The Greens state MP Ian Cohen is demanding that NSW reject the planning request by Natural Fuels for the biodiesel plant, saying the minister, Frank Sartor, has failed to consider its effect on rainforest destruction because of the plant's proposed use of palm oil. Mr Cohen has written to Mr Sartor saying the plant, rather than helping climate change, "may worsen the global crisis whilst hastening the destruction of tropical forests".

A spokesman for the Planning Department said the importation of palm oil was a Federal Government matter.

This week Natural Fuels found itself at the centre of a political storm over its planned importation of palm oil for use in its plant in Darwin, which will come on line in December.
The Federal Environment Minister, Malcolm Turnbull, announced Australia would push for international action on the sustainable sourcing of palm oil at the United Nations climate talks in Bali in December.

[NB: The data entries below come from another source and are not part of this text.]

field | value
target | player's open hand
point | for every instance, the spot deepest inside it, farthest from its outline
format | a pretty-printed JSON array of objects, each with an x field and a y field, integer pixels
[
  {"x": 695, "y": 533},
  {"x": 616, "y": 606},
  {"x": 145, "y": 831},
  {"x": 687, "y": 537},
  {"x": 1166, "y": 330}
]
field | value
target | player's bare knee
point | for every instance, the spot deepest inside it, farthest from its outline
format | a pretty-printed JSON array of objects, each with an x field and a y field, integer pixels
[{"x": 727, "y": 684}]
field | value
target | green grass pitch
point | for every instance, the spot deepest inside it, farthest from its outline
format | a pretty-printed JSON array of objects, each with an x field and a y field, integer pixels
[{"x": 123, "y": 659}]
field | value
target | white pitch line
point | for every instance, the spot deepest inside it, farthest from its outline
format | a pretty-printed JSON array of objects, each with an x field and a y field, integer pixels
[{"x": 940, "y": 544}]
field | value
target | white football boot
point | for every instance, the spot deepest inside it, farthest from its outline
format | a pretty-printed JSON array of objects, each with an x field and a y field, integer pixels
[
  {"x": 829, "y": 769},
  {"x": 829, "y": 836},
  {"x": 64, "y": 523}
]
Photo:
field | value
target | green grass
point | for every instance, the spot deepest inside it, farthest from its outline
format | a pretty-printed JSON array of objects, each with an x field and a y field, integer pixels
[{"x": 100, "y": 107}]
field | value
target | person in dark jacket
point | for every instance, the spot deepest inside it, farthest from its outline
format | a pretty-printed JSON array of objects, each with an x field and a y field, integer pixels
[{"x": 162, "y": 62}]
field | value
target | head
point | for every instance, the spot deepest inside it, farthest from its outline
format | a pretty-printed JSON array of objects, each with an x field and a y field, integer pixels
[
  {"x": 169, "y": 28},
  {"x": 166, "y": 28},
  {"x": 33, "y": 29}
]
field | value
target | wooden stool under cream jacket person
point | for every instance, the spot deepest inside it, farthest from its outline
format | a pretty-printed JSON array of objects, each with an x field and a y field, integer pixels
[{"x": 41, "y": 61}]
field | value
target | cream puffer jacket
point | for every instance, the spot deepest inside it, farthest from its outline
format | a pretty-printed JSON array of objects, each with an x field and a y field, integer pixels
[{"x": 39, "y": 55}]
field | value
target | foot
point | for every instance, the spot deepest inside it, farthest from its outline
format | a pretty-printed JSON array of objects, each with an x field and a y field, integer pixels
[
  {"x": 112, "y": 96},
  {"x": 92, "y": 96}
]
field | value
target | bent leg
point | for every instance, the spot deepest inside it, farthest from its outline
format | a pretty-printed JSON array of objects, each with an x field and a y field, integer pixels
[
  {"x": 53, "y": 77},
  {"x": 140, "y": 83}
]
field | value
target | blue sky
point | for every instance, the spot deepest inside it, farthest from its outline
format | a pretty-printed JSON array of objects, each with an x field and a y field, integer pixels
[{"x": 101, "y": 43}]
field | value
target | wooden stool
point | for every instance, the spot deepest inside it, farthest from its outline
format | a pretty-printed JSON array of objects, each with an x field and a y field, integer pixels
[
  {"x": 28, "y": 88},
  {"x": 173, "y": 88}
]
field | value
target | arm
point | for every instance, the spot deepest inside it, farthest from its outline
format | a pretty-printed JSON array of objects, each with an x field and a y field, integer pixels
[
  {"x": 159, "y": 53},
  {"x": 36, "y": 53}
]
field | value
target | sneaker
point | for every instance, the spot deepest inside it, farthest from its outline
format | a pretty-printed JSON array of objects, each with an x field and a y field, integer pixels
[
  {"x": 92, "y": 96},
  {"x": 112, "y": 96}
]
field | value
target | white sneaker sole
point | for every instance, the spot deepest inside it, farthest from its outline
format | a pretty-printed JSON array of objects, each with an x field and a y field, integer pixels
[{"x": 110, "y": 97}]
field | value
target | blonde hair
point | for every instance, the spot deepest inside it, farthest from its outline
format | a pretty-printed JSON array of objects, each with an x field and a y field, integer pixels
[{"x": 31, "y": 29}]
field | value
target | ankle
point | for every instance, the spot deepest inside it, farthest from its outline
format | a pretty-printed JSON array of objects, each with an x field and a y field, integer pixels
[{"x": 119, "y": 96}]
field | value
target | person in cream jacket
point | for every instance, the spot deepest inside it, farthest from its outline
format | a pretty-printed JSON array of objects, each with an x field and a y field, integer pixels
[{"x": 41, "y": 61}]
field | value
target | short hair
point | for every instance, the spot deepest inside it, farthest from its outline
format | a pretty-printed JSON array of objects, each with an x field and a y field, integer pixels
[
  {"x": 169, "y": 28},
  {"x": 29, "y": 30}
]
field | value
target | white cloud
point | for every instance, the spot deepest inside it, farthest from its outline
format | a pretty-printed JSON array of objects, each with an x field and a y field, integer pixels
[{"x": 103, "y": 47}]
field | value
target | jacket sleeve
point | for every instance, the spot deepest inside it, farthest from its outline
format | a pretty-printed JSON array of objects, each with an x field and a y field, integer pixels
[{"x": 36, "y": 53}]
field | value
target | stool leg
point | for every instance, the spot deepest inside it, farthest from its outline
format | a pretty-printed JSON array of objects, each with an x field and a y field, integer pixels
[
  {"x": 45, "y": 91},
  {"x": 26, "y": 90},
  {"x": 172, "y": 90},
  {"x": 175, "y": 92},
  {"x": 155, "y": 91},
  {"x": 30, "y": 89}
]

The Federal Government provides a 38 cents a litre subsidy for biofuels, including those made from palm oil, as part of its push to encourage clean green fuel. But at the same time Mr Turnbull has pledged $200 million to stop deforestation in South-East Asia, caused partly by a huge expansion in palm oil plantations.

Earlier this year the UN reported that the drive for new palm oil plantations was one of the greatest threats to the rainforests and the endangered orang-utans in the region. "In Indonesia and Malaysia it is now the primary cause of permanent rainforest loss," the report found. Plantations in Indonesia have expanded from 600,000 hectares in 1985 to an estimated 6.4 million hectares this year, the Palm Oil Action Group says.

The devastation of rainforest and peatlands has caused some big European biofuel companies to shun palm oil as a source. But companies like Natural Fuels are anxious to create a "sustainable" source of palm oil and have joined forces with large companies such as Cadbury Schweppes and Unilever, and the environment group WWF, to form the Roundtable on Sustainable Palm Oil.
At a meeting next month in Kuala Lumpur, the group will call on growers, wholesalers and retailers to accept a code of practice curbing destructive activities, including the clearing and burning of rainforest. Mr Murphy has been heavily involved in the reforms and said the company realised "these are real issues and need to be addressed".

But several environmental groups, including Greenpeace, say the roundtable group is dependent on self-regulation and will be incapable of enforcing sustainable production.